President Joe Biden will begin his last week in office with a major address foreign policy address on Monday and follow that up with a farewell address to the nation delivered from the Oval Office two days later, the White House has said.
Biden’s final address to the nation as president will be televised at 8 p.m. on Wednesday. That’s five days before he’ll travel to the U.S. Capitol with his predecessor turned successor, President-elect Donald Trump, to witness Trump’s swearing-in.
The address will be a reflection on the 46th president’s 50-plus years in national politics, beginning with his improbable victory in the 1972 Delaware Senate race as a 29-year-old unknown, leading to three decades in the upper chamber, then the vice presidency under Barack Obama, and ultimately the presidency.
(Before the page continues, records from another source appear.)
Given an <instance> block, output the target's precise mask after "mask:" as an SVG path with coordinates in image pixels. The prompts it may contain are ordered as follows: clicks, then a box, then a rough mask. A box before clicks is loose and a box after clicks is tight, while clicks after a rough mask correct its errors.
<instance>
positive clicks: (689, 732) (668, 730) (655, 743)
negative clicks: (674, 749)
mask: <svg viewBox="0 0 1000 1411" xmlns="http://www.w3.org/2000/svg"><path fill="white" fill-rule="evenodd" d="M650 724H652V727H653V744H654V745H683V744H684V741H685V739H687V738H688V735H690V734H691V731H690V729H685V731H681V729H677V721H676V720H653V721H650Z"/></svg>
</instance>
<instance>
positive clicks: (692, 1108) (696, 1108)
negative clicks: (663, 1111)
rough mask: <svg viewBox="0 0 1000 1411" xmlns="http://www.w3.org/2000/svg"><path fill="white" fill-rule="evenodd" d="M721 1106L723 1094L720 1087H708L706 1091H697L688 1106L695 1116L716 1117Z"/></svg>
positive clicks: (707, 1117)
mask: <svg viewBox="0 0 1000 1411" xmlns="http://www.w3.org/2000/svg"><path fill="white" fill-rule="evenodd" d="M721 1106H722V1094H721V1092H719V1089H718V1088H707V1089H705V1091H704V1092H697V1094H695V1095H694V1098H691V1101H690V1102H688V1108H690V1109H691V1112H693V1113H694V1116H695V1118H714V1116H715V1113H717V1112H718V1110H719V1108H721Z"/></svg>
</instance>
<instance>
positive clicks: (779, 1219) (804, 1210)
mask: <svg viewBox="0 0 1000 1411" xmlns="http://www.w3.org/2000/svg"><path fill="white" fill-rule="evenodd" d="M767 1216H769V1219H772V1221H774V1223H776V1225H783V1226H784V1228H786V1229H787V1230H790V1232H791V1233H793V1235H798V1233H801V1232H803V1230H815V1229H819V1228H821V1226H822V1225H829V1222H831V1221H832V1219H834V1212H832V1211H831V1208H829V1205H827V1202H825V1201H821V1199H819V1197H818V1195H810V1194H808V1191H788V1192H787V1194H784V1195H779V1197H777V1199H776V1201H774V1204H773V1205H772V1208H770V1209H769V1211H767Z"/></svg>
Two days before he speaks from the Oval Office, Biden is also set to deliver a speech at the State Department aimed at summing up what he considers his administration’s critical work on restoring American alliances and leadership.
A senior administration official who provided information on Biden’s plans described what he viewed as the bleak situation the United States faced on the world stage as Biden grabbed the reins of government from the outgoing Trump administration, during which U.S. alliances “had been badly damaged” by the then former president, now president-elect’s decision to walk away from “agreements that made America safer.”
“Our adversaries were gaining strength. And the nation and the world were in the midst of a global pandemic,” the official added.
Biden aims to “describe how we reclaimed America’s global leadership as a force of stability, put our adversaries in a position of weakness, effectively navigated turbulence around the world and made America stronger,” the official said.
He added that Biden will highlight how he helped “reinvigorate” the NATO alliance, which expanded to 32 members in the wake of the Russian invasion of Ukraine in 2022, and that he “stood with Israel” after the 2023 terror attacks.
The remarks will be just one of several events the administration has planned to mark Biden’s final week in office, after which he’ll close out more than a half-century in public service by attending Trump’s second inauguration to mark the peaceful transfer of power he was denied four years ago when Trump attempted to overturn his 2020 election loss.
The president’s final foreign policy speech was initially set to be delivered as a bookend to Biden’s final trip aboard as president, a visit to Rome that was scuttled to allow him to oversee the federal response to the wildfires that have devastated Los Angeles and the surrounding area.
It’s unclear to what extent he’ll discuss America’s withdrawal from Afghanistan, which he ordered in August 2021. That move, which ended America’s longest war, was largely viewed as a disaster that sent Biden’s approval ratings plummeting, from which he never recovered, particularly after 13 U.S. Marines lost their lives in a bombing at Kabul International Airport.